Alex picked up his phone and scanned his messages. He tapped three kisses and a smiley in reply to Claire and pressed send. The rest he ignored.

As he joined his flatmates, Paul and Gary, in the lounge, he added his voice to their falsetto wailing that drowned out Bob Marley.

He picked up a can of beer from the coffee table and an unlit spliff. His meeting with Hamish, his dissertation supervisor, wasn’t until tomorrow afternoon so he planned to enjoy himself. Lectures—and hard work—began Wednesday.

As the bass throbbed through him, he lowered himself onto one of the armchairs and lit the joint.

“Man, I wanna be back on the beach, not here,” Paul said.

Gary, next to him on the couch, burped his agreement.

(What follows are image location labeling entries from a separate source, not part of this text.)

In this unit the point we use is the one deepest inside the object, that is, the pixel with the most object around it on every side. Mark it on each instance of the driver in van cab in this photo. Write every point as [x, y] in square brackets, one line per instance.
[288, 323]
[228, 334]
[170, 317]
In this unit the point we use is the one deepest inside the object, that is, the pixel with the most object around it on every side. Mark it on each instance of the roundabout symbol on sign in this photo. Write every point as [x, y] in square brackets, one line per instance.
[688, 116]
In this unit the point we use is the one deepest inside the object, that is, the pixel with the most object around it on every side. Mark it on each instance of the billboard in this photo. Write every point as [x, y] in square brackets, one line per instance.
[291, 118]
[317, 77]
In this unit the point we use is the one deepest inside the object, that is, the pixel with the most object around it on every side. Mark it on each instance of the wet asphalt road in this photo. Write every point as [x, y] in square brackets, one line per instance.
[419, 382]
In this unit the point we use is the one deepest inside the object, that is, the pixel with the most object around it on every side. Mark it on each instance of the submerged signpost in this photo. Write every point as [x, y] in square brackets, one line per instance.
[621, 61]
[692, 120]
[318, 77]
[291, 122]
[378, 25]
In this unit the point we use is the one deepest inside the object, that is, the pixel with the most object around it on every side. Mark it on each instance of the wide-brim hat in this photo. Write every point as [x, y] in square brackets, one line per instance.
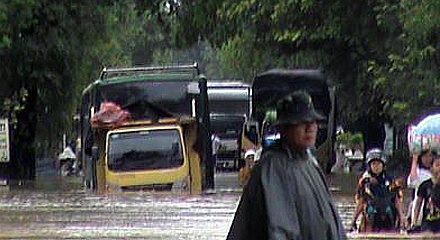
[296, 108]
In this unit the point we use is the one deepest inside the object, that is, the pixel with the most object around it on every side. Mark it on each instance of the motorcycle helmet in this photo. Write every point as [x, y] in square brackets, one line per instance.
[375, 154]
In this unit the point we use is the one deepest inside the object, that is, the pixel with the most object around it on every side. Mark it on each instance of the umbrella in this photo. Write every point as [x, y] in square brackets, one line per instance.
[428, 126]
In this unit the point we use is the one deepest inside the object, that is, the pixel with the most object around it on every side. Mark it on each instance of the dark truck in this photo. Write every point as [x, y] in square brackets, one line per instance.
[271, 86]
[229, 106]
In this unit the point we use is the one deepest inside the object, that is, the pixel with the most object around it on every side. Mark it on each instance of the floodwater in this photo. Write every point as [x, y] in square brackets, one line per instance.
[57, 208]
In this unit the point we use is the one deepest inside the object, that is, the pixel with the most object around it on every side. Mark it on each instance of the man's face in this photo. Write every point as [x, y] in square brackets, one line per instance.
[376, 166]
[302, 135]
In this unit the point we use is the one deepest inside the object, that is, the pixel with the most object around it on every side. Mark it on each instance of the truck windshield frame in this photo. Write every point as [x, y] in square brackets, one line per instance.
[144, 150]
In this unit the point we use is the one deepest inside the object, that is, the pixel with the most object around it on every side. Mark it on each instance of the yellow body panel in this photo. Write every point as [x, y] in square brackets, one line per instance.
[143, 178]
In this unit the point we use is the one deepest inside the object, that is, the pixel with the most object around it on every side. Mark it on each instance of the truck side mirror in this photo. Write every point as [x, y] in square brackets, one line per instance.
[95, 153]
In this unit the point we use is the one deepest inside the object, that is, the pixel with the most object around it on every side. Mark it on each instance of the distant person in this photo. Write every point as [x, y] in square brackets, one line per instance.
[429, 193]
[420, 172]
[245, 172]
[377, 197]
[287, 195]
[215, 140]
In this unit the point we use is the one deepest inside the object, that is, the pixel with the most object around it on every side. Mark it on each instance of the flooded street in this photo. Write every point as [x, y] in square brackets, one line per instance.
[54, 208]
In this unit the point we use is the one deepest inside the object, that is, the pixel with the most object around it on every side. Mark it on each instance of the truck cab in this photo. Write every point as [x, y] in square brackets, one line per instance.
[149, 130]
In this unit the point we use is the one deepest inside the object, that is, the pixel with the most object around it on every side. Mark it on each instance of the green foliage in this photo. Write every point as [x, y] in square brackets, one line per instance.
[350, 140]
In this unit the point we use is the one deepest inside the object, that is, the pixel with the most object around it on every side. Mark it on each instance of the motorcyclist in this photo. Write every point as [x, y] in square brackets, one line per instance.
[377, 198]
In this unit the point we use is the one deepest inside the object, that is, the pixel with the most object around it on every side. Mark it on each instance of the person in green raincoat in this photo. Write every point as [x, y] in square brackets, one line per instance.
[287, 196]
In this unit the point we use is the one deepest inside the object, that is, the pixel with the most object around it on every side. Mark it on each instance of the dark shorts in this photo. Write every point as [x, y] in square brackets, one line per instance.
[433, 226]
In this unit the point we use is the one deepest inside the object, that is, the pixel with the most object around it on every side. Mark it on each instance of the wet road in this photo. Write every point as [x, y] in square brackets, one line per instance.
[56, 208]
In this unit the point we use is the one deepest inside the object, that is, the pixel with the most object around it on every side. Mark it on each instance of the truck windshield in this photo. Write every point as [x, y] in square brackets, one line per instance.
[144, 150]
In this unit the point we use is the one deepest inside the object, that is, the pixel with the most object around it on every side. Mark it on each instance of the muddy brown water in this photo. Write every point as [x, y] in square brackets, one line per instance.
[60, 208]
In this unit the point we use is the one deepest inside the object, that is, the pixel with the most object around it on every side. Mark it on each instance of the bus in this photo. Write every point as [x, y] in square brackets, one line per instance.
[270, 86]
[162, 144]
[230, 105]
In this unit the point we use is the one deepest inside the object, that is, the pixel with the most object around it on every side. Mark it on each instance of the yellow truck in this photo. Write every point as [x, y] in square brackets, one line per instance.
[147, 128]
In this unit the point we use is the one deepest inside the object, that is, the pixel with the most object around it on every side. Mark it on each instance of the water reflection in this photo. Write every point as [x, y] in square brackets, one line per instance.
[54, 208]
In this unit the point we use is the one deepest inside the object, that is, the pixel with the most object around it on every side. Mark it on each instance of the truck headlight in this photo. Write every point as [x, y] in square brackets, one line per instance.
[181, 185]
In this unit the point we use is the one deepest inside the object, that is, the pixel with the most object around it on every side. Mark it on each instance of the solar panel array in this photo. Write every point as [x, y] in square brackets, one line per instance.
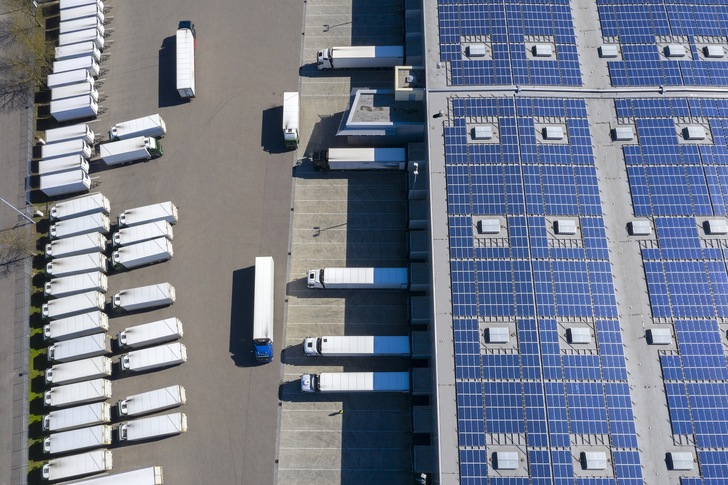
[537, 391]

“Gaz, you remember that Jamaican woman at Earl’s Place?”

“Do I? My eyes are still watering.”

“She didn’t leave my side all night. Couldn’t get enough of me.”

Alex and Gary grinned. They looked at each other and back at Paul in his bright blue surfing shorts and a yellow T-shirt. Both stretched tight. The sound of hooting filled the room.

Tilting his chin with his finger, Gary simpered. “Don’t tell me, Mr. Stud-Muffin, she’d been searching for you all her life. She likes Greek slap heads with hairy butts, hey brudder?”

Catching the instant change in Paul’s expression, Alex groaned then stepped in quickly. “More than carrot tops with small willies.”

“I think the term is hung-like-a-stallion,” Gary said, in his broadest Aussie twang. “Here, let me show you.”

He unfolded his lanky frame from the sofa and started to unbutton his fly. In unison, Alex and Paul yelled at him to stop. Gary shrugged and flexed his biceps instead. He grinned and adopted ever more ludicrous poses before announcing, “Gotta take a crap. Back in a mo.”

A duet of “ughs” accompanied the music.

They spent the next few hours reminiscing about their summer vacation and seriously dented their supplies of booze, marijuana, and assorted snacks.

During a brief lull in the music, the sound of munching filled the void, but not enough to cover the ringing of Alex’s mobile. He jumped up. His head spun and he staggered to his room as though on a rolling boat. He picked up his phone from the desk and gave it a quick glance.

“Hey dere, sweetheart,” he said in a very bad West Indian accent, as he half-reggaed, half-tottered back into the lounge. “What choo up to?”

He turned the music down and listened carefully. Gary and Paul pretended to be asleep but kept nudging one another as if he wouldn’t notice.

Belle Vue. He’d forgotten about that place. A germ of an idea flitted into his consciousness, then slipped away. His head was doing a great impression of a ball of cotton wool. Belle Vue. Closed because of a scandal, he was sure. He’d love to see what they’d done with it, so he agreed to meet her there tomorrow at nine and mentally crossed his fingers that any hangover wouldn’t be too bad.

Before he could stop himself, he added, “Is Matron coming?”

“Of course, but don’t call Marianne that.”

He smothered a laugh and shook his head as Gary who’d first used the term, suddenly came to life and blew his cheeks out.

Claire continued, “And make sure those two morons keep their mouths shut, too.”

“Hey, how come you can insult my friends, but I can’t say anything about—?”

“I’m hanging up now, Lexi. Love you.”

“Love you, too.” He ignored Gary and Paul miming Claire’s favorite Titanic scene. When Gary started singing, he decided to call it a night.